If you're looking to help with Arcalibre development, it's now a bit easier to do so! The rereading/pyreading repo on Codeberg builds two Python packages that are used by Arcalibre, but that can be developed, built, and tested separately from any other Arcalibre code.

They're both Maturin-based, using Python to wrap some Rust logic so that it can be used with only glibc as a runtime dependency.

https://codeberg.org/rereading/pyreading/

pyreading

Python packages used by Arcalibre

Codeberg.org

The spellsnake package provides Python interface to spellbook, itself a hunspell-like spellchecking engine with minimal dependencies.

The gardenpath package provides a Python interface to the html5ever parser that *should* but doesn't yet allow for iterating over nodes with an ElementTree-compatible API as well as XPath-based searching.

For gardenpath in particular, my goal is to have a drop-in replacement for packages like html5lib and html5_parser. While they both work, html5lib is very slow for larger pages, and html5_parser is based on a deprecated HTML5 parsing library that would be good to swap out for something under active maintenance.
*Ideally* everything should work for local development if you just have PDM and Cargo up and running, *optionally* with rust-analyzer and the do-runner tool I made last night (`uv tool install do-runner`). All other dependencies should come in with `pdm sync --dev`.

My goal is to add more packages to the repo as things progress, separating out different parts of Arcalibre into standalone packages, so that you don't need to know all of the inner workings of Arcalibre to help out.

So far, it's just those two wheels, but that's a start!

Anyway, a number of folks had made kind offers to contribute, so I thought I'd mention a way it's become a bit easier! ♥

@xgranade is `lxml.html` an option? I don't know how it performs relative to `html5lib` but I've always been happy with its performance.

Of course, having some crab flavor in the pot here I'm sure allows some create Rust options too

@SnoopJ I tried, but there's some subtle issues with how that handles features that are in HTML5 but don't have an equivalent XHTML representation. There's not many HTML5 parsers that generate XML-like trees out there, and even fewer that are based on native code... the pure Python ones are cool but very *very* slow for some reason. I don't think that's true of Python in general, but for this application at least?

@xgranade Python's just kind of the wrong place to put a parser that needs that kind of throughput, IMO. That's the kind of domain that *really* benefits from deferral to an extension module and I doubt without a really good JIT that it can be competitive if done in Python. The overhead eats you alive.

Makes sense that `lxml` is too narrow for the general case, just figured I'd ask. I often use it to parse HTML5 that is not going to give me [exactly that headache]
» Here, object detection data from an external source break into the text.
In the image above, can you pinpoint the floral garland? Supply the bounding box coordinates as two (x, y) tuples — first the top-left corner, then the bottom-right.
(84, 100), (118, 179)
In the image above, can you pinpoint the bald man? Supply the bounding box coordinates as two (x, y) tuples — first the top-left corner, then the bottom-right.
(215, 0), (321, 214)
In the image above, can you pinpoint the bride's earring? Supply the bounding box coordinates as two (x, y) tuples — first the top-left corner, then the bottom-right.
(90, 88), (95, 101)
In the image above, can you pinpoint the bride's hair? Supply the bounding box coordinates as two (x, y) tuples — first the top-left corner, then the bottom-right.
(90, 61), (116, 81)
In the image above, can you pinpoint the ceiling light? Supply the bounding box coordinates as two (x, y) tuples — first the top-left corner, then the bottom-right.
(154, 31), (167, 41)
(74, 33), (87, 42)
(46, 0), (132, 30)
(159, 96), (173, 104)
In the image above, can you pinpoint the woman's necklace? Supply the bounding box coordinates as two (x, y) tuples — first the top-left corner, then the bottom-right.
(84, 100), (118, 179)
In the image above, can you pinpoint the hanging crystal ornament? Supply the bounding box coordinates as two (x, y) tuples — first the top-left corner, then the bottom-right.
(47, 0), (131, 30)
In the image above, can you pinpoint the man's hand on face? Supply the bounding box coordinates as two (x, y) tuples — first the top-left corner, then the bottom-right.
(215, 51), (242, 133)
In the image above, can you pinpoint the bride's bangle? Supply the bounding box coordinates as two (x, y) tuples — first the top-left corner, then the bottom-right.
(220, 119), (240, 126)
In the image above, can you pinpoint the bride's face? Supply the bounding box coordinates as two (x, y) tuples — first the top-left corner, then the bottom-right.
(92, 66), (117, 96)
@SnoopJ Yeah, no, it's a good suggestion, and would greatly simplify my life if it fit the bill. I tried a bunch of different things and, while I won't claim to have totally exhausted the space, I also wasn't able to find a solution that didn't involve writing a new crate.

The hack that html5_parser uses is to take an ABI dependence on lxml and builds a tree that way, but that *entirely* breaks how pip tracks dependencies when installing the final built wheel.

@xgranade my biggest love for `lxml` is its pretty-good support for XPath, if not maybe old? I don't really need things beyond XPath 1.0 very often, W3C kinda nailed it the first rev, y'know?

But it's always been happy to chew through whatever I feed it, even unreasonably large files.

Anyway, I should get more familiar with the state of the project and the challenge that merits this kind of thing before I go throwing around context-free suggestions!

@SnoopJ Yeah, that is very nice, I really wish I could go pure lxml for this...

Anyway, I went with xee-xpath for gardenpath, as that's based on an arena allocated XML representation thats really easy to manipulate without incurring huge overheads.